Who was the first Gentile baptized by Peter? Cornelius.
What did he do? He was a soldier.
God loves soldiers, though Christians throughout the ages have sometimes been unsure. Can you really be a soldier and a true Christian? My own thinking on this issue has evolved a lot.
My father was a Jewish refugee to New Zealand. He served in the New Zealand Air Force during World War II – he once told me he would have been first in line to volunteer to help drop the A-bombs on Japan – but after the war refused to accept the medals to which he was entitled, as some kind of anti-war protest. (After he died, in 1994, I wrote to the New Zealand Defence Department to check if the medals were still available. They were, and I have them now in my desk drawer.)
He and my mother became leaders of the Campaign for Nuclear Disarmament, and I was raised in the 1950s and 1960s in an intensely anti-war environment. Yet at the same time my uncle – my father’s younger brother, who as a boy had been smuggled by Jewish groups into pre-war Palestine – was a career officer in the Israeli army.
I guess that ambivalence about military matters stuck with me. So after I became a Christian, at the age of 44, if I’d been asked my views about armed service, I might have answered with something vague to the effect that of course we need an army, but that it’s better that Christians not serve in it. Because armies are for killing, and Christians shouldn’t kill.
Or I might have said that I classified soldiers with lawyers and real estate agents. When you need them you expect them to get down and dirty. Better they not be Christians.
But gradually I’ve come to change my views. (At least about soldiers. I’m still undecided about lawyers and real estate agents.) I’ve come to recognize something important: we need more Christians serving in the military.
In a post that is no longer online, Reverend Major General Ian Durie – a British soldier who later became an Anglican priest – examined many stories of serving soldiers in Scripture, and concluded:
We clearly see from the New Testament that soldiering is an honorable profession, but one which has to be conducted in a right way….Our Lord and the apostles (our model church leaders) approved then, as they approve now, the profession of soldier….Soldiering is an honorable profession, to which men and women of faith are called.
But don’t soldiers kill? Yes, they do. As Major General Durie explains:
There is a tendency…not to trust that God has appointed us to be soldiers, nor that soldiering has our Lord’s approval, and is a high calling under God. And when we don’t trust Him for that, when we don’t offer this part of our lives in worship to God, when we take off Christ as we put our uniforms on, then we abandon Him when we have a gun in our hand, at the time that we need Him most. Do you see that? It’s a matter of life and death, and at that supreme test we need God’s guidance more than at any other time.
So don’t be blind….Because as a Christian, if you are not ready to kill if need be, and approve of it, then you should not be a soldier. For myself, I know that in the Gulf War I was responsible for the deaths probably of hundreds, maybe thousands of Iraqi soldiers. I did what I believed was right under God, but I also know that at the last day I am answerable before Him for my actions there.

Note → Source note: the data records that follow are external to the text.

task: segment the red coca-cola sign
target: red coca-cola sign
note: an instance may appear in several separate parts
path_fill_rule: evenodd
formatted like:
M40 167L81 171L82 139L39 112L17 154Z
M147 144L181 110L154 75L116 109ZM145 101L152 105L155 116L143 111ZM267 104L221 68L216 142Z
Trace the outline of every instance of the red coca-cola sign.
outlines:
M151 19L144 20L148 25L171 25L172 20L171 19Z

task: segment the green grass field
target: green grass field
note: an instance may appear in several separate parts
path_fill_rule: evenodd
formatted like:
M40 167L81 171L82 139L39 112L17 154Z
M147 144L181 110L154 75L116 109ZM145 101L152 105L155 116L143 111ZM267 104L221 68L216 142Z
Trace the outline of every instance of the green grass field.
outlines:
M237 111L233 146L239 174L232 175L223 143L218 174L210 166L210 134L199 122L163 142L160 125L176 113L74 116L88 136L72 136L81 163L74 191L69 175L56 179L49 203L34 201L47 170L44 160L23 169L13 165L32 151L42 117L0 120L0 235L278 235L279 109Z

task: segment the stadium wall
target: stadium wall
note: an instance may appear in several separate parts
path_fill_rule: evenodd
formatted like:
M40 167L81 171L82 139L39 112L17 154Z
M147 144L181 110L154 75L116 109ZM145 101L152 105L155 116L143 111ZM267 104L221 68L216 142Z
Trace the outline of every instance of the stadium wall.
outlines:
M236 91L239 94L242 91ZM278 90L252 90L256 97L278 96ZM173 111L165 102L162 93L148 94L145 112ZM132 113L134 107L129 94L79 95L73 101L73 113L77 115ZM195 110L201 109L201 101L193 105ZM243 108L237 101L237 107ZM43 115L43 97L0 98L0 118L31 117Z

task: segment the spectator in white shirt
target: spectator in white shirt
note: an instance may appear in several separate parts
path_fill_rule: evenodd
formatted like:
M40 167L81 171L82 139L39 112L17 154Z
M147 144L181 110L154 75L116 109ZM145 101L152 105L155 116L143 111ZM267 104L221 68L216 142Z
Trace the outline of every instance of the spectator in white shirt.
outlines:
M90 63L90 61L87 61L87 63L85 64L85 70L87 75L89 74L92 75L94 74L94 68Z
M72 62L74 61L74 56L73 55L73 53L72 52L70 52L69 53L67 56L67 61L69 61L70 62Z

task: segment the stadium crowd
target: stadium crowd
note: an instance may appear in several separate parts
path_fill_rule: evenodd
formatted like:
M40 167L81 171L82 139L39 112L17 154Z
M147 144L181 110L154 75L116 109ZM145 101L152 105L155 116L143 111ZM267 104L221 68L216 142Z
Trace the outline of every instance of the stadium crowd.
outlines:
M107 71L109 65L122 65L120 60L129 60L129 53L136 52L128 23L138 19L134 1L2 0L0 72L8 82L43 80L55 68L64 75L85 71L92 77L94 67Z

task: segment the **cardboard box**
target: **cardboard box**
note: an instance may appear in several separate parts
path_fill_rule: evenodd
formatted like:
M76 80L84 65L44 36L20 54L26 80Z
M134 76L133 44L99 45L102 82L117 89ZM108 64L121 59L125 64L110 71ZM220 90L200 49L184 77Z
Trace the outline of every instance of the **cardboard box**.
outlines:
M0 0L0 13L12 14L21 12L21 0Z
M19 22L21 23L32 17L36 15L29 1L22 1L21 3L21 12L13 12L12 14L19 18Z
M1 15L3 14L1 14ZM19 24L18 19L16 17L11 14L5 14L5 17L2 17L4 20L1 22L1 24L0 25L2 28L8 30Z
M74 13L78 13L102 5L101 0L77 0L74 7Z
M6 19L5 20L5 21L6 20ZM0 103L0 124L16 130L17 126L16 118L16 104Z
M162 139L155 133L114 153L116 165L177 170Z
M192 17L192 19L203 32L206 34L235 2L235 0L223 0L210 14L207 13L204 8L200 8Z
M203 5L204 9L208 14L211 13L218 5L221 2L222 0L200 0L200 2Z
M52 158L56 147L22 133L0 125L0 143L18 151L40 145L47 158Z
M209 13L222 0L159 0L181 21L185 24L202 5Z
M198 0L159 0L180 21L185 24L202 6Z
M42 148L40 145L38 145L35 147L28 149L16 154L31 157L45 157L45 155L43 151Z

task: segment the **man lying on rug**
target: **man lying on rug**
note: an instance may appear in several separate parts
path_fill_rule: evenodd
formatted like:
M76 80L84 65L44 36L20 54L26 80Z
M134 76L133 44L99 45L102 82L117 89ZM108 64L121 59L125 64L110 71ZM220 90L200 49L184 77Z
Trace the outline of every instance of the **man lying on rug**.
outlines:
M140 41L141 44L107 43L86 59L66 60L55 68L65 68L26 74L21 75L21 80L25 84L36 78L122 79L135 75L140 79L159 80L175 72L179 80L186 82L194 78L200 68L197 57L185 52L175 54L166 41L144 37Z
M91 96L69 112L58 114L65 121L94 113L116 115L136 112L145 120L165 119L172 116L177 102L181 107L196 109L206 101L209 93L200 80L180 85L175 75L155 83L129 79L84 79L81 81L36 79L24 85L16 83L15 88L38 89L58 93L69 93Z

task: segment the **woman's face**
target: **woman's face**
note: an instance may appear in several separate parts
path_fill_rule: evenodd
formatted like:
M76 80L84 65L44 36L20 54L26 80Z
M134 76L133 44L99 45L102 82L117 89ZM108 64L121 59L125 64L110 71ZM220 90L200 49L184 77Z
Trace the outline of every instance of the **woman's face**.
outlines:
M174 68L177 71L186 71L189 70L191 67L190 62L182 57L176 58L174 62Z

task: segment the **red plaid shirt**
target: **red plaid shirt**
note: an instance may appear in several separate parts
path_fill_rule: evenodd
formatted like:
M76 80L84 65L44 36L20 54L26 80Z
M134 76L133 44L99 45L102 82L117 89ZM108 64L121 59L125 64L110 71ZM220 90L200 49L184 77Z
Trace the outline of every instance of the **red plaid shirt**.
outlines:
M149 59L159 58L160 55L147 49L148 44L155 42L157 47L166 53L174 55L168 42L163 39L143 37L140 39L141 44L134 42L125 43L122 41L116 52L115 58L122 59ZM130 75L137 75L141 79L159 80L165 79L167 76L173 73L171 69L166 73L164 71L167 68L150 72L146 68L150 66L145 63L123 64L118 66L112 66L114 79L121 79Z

I recall C.S. Lewis in his book “Mere Christianity”:
I have often thought to myself how it would have been if, when I served in the first world war, I and some young German had killed each other simultaneously and found ourselves together a moment after death. I cannot imagine that either of us would have felt any resentment or even any embarrassment. I think we might have laughed over it.

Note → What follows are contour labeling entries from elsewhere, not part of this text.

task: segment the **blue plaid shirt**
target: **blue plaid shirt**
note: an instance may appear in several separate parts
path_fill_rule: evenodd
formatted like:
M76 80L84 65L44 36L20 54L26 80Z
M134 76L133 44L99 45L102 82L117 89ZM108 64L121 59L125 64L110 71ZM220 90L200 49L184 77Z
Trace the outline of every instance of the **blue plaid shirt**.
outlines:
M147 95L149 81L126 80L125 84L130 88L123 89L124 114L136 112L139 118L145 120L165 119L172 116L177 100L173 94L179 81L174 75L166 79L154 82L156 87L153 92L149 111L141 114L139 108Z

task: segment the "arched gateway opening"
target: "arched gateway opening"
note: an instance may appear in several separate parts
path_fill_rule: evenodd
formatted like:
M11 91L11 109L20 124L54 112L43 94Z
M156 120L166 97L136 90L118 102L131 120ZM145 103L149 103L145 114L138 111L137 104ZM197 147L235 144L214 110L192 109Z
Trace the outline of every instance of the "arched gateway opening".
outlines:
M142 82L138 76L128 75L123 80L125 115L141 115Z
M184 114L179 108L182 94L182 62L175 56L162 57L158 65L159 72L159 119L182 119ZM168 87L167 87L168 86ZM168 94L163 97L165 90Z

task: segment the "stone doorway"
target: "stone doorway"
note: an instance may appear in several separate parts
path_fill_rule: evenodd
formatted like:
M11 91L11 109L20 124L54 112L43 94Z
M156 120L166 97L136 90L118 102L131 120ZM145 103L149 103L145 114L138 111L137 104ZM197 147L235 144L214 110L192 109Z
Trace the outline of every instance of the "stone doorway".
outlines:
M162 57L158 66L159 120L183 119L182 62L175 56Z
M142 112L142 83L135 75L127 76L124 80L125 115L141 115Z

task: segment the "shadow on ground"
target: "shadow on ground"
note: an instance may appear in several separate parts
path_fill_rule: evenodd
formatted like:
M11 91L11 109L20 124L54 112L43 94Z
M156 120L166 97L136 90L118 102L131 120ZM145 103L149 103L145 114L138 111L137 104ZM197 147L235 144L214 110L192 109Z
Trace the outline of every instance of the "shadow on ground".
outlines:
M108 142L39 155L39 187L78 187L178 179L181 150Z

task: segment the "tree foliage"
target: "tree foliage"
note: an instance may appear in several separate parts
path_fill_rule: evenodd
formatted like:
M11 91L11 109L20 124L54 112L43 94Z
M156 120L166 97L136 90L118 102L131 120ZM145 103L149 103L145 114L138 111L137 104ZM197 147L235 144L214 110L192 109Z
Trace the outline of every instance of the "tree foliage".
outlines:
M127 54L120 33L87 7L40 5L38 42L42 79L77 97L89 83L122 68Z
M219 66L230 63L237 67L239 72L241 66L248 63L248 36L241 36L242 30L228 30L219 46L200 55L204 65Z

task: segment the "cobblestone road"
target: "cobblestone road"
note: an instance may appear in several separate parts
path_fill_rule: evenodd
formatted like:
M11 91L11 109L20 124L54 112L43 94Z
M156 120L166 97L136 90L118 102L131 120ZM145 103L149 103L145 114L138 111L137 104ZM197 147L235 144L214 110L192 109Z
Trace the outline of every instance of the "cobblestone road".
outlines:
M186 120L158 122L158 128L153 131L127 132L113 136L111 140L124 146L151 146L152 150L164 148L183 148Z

But do not the commandments tell us not to kill? Did not Jesus tell us to turn the other cheek? Yes, but justice and righteous are over-riding imperatives of God. Major General Durie again:
Where, we must ask the pacifist, is the righteousness in rape or robbery? Such things must be stopped, and we may ourselves use reasonable force to prevent them.…The same applies at a national level, internally against terrorists and rebels, and externally against other armies who threaten violent action against the state.
His conclusion: “It is always wrong to use force, unless it is more wrong not to.”